Ways to Better Water Quality in NZ Lakes and Rivers
“Two years ago, New Zealanders were shocked when contaminated drinking water sickened more than 5000 people in the small town of Havelock North, with a population of 14,000,” writes Professor Troy Baisden, chair of Lake and Freshwater Sciences at the University of Waikato in an article featured in The Conversation.
“A government inquiry found that sheep faeces were the likely source of bacterial pathogens, which entered an aquifer when heavy rain flooded surrounding farmland.
“A second phase of the inquiry identified six principles of international drinking water security that had been bypassed. Had they been followed, the drinking water contamination would have been prevented or greatly reduced.”
In the article, Baisden asks “if the approach recommended by the Havelock North inquiry to prevent drinking water contamination can be extended to reduce the impacts of nutrient contamination of freshwater ecosystems”.
An important lesson from the Havelock North inquiry is that sometimes there is no recipe – no easy list of steps or rules we can take to work through a problem,” he says. “Following existing rules resulted in a public health disaster. Instead, practitioners need to follow principles, and be mindful that rules can have exceptions.
“Of the six principles of drinking water safety, the first is perhaps the most obvious: drinking water safety deserves a ‘high standard of care’.

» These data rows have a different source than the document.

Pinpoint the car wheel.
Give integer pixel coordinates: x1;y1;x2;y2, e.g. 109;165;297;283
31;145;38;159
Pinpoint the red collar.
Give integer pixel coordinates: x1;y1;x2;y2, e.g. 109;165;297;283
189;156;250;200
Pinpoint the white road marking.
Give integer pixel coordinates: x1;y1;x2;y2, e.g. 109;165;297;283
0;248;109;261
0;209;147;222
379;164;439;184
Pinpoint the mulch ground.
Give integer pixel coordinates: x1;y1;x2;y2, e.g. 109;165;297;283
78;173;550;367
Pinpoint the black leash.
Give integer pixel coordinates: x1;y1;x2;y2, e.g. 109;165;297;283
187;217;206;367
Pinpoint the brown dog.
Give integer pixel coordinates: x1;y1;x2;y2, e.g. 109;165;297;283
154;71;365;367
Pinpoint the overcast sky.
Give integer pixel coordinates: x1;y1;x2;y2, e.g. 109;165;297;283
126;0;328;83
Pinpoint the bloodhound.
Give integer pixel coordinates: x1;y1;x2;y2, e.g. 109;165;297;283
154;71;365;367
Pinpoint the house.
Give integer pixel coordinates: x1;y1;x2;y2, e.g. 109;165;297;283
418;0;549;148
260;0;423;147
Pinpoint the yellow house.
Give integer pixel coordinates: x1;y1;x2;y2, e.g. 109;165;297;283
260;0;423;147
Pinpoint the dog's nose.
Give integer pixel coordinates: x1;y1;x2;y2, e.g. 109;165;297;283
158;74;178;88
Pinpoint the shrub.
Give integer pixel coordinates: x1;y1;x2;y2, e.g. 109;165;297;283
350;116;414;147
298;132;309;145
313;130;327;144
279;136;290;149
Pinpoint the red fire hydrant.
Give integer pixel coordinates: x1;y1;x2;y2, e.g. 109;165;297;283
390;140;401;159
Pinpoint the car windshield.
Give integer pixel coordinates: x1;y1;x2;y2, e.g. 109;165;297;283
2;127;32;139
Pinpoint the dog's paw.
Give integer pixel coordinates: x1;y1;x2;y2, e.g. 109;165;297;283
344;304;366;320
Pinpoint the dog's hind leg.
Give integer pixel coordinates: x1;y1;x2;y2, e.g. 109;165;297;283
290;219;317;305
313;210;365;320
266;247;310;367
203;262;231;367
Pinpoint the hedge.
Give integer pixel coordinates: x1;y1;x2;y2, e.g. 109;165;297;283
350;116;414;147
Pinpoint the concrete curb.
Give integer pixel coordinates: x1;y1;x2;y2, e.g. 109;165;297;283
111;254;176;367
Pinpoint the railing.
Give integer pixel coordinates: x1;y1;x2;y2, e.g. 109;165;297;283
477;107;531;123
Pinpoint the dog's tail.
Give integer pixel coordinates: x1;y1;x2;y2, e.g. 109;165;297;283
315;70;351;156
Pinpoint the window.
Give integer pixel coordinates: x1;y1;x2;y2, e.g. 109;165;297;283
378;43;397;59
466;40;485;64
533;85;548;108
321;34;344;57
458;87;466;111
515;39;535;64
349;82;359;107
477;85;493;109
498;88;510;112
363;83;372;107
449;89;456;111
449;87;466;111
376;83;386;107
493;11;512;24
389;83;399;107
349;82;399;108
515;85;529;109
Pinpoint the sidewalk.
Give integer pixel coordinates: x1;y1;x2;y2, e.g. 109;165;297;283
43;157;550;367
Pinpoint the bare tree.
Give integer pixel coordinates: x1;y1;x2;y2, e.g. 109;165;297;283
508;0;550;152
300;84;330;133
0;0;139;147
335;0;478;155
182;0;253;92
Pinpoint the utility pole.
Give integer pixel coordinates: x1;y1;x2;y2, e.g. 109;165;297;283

“Second, drinking water safety follows a clear logic from the starting point: ‘protecting the integrity of source water is paramount’.
“Third, drinking water safety demands ‘multiple barriers to contamination’.
“The fourth principle of drinking water safety was perhaps the most dramatic failure in the Havelock North drinking water crisis: ‘change precedes contamination’.
“A fifth principle for drinking water seems obvious: ‘suppliers must own the safety of drinking water’. Clear ownership results in clear responsibility.
“The final principle of drinking water safety is to ‘apply preventative risk management’. This is a scaled approach that involves thinking ahead of problems to assess risks that can be mitigated at each barrier to contamination.
“If we can focus on these principles, government, industry, researchers, NGOs and the concerned public can build understanding and consensus together, enabling progress towards halting and reversing the declining health and quality of our rivers and lakes.”
Original article by Troy Baisden, The Conversation, April 17, 2018.